An important consequence of these trends is the weakening of
the perceived international political power of the Palestinians to influence
the outcome of their dispute with the Jewish state over the disposition of the
Holy Land. Moreover, a terrorist organization like Hamas is losing a major
component of its strength, i.e., its image as the underdog fighting oppression
by Israel. It is not only losing its appearance
of victimhood in Western eyes, but also its brotherly appeal to other Arab
states. Commercial priorities are shoving sympathy and ethnic solidarity aside.
This recasts Israel’s military campaign against Hamas as a police
action rather than a war. Hezbollah’s choice
not to join Hamas’s attack on Jewish residents of Israel is not so much a
smart move as a display of their greater discipline. The Palestinians in Gaza,
and throughout their incipient state, should collaborate with Israel to rid
their lands of the scourge of Hamas terrorism. The only point of Hamas’s savage
10/7 attack was to prevent a reasonable resolution of the dilemma of competing
claims on the Holy Land.

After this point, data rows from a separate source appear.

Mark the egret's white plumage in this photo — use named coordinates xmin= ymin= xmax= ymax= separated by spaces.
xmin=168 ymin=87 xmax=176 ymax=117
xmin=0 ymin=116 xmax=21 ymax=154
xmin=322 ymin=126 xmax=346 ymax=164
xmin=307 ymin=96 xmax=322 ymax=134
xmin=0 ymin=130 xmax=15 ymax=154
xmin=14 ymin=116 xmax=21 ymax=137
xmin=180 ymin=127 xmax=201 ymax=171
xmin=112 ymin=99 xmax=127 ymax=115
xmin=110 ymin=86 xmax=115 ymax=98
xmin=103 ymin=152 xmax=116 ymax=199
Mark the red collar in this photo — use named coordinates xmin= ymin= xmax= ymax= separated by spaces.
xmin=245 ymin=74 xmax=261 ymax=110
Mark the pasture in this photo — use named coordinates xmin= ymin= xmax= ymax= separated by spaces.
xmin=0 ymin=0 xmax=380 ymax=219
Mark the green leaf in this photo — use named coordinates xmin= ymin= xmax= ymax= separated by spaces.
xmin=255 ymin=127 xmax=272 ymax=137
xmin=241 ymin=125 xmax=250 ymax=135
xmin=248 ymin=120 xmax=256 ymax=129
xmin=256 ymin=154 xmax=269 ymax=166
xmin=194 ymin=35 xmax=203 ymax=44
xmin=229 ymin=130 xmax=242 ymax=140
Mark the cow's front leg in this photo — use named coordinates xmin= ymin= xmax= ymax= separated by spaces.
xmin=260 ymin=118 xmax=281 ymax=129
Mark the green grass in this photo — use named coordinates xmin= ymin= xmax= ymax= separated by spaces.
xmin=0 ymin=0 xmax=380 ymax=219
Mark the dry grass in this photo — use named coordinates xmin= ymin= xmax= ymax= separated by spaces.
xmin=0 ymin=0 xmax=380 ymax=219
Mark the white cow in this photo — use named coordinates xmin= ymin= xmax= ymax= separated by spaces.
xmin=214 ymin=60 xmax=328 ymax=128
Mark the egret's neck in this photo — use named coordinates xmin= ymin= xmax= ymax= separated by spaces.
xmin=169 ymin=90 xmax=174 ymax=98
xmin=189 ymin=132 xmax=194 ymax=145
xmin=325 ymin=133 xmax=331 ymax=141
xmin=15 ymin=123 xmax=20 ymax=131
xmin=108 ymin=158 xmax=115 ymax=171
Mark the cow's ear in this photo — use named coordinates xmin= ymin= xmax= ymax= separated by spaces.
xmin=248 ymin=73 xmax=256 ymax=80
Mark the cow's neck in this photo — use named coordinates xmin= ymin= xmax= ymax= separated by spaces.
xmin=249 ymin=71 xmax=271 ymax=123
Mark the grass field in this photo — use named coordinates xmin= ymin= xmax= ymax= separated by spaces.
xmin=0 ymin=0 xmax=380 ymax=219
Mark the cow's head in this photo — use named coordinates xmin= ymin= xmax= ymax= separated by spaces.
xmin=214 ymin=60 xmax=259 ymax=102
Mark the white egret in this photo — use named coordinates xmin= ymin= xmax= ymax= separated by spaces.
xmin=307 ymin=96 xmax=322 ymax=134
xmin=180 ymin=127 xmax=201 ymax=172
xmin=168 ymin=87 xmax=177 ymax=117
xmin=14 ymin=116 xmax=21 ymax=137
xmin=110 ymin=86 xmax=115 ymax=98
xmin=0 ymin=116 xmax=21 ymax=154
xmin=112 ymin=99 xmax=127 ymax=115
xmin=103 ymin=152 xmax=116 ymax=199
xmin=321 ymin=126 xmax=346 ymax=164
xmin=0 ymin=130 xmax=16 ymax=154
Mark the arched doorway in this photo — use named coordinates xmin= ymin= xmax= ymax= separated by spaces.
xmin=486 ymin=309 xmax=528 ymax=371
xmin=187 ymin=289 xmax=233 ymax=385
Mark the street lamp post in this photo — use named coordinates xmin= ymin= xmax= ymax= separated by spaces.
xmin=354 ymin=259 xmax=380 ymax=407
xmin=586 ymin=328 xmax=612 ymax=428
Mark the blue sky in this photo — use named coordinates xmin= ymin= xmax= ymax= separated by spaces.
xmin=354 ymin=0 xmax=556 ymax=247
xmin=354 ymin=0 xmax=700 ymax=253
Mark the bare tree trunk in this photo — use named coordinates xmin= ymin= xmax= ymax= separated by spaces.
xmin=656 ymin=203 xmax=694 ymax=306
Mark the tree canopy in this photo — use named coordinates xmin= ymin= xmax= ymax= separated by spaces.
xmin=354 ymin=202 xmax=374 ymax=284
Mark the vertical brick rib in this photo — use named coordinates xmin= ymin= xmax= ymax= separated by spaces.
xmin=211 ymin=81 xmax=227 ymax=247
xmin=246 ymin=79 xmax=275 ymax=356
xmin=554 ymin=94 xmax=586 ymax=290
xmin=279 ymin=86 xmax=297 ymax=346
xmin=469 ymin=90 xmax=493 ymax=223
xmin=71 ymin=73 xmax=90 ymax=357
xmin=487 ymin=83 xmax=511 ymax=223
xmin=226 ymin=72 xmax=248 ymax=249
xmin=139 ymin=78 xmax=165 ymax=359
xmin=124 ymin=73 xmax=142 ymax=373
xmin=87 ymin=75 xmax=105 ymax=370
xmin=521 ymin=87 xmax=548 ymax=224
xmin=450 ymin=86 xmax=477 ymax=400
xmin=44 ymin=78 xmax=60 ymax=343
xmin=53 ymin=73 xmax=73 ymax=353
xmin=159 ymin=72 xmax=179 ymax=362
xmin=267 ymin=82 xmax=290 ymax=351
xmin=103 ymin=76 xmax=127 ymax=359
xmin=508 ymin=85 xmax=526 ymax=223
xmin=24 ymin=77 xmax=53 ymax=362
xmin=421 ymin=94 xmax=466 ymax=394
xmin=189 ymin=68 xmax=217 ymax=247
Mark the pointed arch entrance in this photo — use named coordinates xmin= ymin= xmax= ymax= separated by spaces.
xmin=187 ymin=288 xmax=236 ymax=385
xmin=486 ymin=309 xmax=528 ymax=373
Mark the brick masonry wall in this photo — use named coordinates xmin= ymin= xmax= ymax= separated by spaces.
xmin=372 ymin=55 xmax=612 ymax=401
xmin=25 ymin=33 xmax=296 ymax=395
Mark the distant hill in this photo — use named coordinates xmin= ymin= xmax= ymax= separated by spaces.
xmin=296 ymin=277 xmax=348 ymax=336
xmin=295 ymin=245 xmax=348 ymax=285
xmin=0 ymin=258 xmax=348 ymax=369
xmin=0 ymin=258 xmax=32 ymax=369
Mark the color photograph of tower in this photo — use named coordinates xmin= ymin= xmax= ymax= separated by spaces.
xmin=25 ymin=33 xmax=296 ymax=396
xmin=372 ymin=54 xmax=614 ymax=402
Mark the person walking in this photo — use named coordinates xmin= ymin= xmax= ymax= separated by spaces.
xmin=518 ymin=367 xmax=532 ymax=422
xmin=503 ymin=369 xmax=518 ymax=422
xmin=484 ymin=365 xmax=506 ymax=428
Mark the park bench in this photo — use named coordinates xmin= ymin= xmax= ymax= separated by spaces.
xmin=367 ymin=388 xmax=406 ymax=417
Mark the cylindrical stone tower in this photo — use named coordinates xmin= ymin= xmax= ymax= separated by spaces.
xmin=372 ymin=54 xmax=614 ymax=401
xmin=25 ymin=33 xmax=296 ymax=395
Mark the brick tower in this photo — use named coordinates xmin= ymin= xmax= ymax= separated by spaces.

Continued Hamas activity will only endanger the
peaceful lives of Israelis and Palestinians alike.
04 October 2023
Is The U.S. a Zero-Sum Society?
Anne Case and Angus Deaton find it hard to imagine that an educated elite can prosper indefinitely without a better future for everyone else,” in their guest essay in the 3 October 2023 NYTimes, "Without a College Degree, Life in America Is Staggeringly Shorter." Are U.S. college students taught that their good fortune at graduating into the “elite” only comes at the expense of the rest of Americans? Do they learn that later?
Case and Deaton point out that the same is less true in other economically advanced countries. Many of those countries have more equitable healthcare systems and cover other social costs through government programs rather than through private sector enterprise. The latter is one of the supposed benefits of guaranteeing personal freedom. It also results, though, in divergent living conditions (and longevities) between social classes.